If there is an incident during one of these early stage projects he said it would “ruin the whole opportunity” for using that particular fuel type.

A growing number in shipping have expressed safety concerns when it comes to the use of ammonia as fuel given its high level of toxicity, while hydrogen also comes multiple challenges.

Ammonia is seen a potential carrier of renewable energy for shipment between countries. Speaking to Geir Fuglerud, Director of Offshore Classifications – Maritime for DNV, said that some FPSO players were starting to look at the possibilities of operating ammonia or hydrogen producing FPSO’s as the market for traditional oil and gas floating production units starts to dry up in 10 – 15 years time as a result of the shift to renewables.

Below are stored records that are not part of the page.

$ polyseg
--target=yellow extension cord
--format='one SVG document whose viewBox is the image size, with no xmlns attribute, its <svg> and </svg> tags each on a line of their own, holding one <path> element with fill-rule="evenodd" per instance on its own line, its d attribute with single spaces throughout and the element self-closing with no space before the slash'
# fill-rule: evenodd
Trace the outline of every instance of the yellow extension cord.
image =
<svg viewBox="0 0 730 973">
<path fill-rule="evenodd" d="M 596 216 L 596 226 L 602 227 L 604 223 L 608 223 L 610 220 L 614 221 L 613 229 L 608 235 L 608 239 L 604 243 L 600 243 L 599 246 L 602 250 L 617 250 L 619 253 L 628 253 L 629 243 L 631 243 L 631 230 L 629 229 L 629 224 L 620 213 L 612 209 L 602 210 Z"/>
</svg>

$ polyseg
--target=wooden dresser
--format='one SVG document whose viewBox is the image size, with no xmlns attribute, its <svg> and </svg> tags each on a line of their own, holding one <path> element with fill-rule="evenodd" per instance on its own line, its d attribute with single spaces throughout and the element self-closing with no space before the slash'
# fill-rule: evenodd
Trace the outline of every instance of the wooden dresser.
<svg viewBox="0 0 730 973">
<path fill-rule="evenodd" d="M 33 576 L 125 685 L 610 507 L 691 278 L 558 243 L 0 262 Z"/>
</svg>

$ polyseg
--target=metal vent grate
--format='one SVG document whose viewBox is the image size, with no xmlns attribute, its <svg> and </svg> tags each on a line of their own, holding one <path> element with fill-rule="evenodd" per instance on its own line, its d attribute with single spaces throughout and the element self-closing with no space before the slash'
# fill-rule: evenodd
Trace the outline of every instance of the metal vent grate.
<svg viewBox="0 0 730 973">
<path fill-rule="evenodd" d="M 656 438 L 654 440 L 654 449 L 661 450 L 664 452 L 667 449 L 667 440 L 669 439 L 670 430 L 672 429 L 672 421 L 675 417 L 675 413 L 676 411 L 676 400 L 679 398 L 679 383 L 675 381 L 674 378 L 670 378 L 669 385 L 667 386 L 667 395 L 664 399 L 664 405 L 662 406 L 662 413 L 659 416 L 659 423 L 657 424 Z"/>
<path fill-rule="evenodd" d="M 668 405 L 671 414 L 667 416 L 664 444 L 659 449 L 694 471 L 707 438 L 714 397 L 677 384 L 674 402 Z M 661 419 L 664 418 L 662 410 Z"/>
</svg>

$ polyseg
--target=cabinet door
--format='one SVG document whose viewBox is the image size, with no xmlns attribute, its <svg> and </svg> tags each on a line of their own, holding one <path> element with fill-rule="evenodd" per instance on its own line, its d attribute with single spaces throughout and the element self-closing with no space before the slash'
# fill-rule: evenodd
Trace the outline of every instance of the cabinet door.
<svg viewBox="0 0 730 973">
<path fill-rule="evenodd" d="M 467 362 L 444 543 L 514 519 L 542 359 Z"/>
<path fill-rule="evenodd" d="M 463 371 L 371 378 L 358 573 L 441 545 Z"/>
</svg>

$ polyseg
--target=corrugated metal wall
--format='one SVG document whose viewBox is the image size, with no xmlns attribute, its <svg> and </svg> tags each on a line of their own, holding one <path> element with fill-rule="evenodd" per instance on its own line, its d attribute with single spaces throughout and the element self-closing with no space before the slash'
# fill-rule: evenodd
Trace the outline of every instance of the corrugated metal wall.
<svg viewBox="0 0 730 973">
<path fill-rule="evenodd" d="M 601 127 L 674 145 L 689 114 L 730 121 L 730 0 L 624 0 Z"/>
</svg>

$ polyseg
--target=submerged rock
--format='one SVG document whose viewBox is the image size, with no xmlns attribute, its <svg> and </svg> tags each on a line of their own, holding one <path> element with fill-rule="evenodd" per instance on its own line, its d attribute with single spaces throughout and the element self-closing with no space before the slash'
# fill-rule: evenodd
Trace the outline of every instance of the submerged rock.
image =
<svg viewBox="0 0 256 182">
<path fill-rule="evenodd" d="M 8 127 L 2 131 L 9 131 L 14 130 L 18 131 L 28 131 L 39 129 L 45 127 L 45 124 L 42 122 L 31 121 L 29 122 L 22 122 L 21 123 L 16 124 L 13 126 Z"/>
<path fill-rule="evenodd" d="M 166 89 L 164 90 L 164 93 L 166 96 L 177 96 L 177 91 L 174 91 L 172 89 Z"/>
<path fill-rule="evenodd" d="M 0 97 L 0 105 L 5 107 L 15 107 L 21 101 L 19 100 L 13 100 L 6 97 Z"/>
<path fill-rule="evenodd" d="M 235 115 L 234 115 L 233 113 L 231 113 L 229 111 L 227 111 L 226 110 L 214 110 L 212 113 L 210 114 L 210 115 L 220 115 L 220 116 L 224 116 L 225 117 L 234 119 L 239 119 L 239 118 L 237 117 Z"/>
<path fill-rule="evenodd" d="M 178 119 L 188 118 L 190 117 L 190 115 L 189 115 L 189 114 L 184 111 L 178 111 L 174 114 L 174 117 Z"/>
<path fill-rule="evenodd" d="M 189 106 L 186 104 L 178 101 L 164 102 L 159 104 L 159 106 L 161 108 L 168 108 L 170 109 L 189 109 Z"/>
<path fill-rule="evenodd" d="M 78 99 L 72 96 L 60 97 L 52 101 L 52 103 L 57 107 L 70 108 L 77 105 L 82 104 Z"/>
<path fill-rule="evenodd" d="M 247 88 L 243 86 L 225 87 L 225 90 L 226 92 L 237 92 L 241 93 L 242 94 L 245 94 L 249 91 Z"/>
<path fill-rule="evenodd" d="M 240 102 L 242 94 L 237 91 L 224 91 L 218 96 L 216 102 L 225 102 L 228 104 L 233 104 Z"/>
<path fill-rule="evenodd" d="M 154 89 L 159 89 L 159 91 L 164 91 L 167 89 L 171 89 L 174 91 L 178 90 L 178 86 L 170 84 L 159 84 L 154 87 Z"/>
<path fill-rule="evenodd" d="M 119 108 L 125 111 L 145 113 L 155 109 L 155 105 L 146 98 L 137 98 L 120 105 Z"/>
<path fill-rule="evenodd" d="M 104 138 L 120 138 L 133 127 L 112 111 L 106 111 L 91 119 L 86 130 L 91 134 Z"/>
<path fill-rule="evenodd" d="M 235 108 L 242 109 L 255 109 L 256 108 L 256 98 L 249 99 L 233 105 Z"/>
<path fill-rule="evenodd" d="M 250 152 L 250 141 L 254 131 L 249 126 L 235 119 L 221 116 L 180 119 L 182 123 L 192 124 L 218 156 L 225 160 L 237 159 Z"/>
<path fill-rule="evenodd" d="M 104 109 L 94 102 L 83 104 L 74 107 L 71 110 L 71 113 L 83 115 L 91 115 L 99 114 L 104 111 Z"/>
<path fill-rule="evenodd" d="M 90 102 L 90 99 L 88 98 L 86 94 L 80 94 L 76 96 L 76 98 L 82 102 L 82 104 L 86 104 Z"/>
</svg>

“They're all looking into how can they utilise their knowledge, their experience from these floating production system into new areas,” he told Seatrade Maritime News.

As with ammonia-fuelled vessels safety will be key with these earlier projects.

“I think the industry going into this as a huge responsibility in terms of making sure that these projects are safe. We as a class need to make sure that all the rules and standards are in place and that the whole technical safety framework is solid,”Fuglerud said.

“But ammonia producing FPSO also has not been done before, so, we need to look at it very rigidly for these first few projects.”

Recently DNV gave Approval in Principle (AiP) for P2XFloater concept, developed by Norway-based H2 Carrier, which would involve the conversion of a Very Large Gas Carrier (VLGC) into an FPSO producing liquid ammonia from electricity from a wind farm or another renewable source.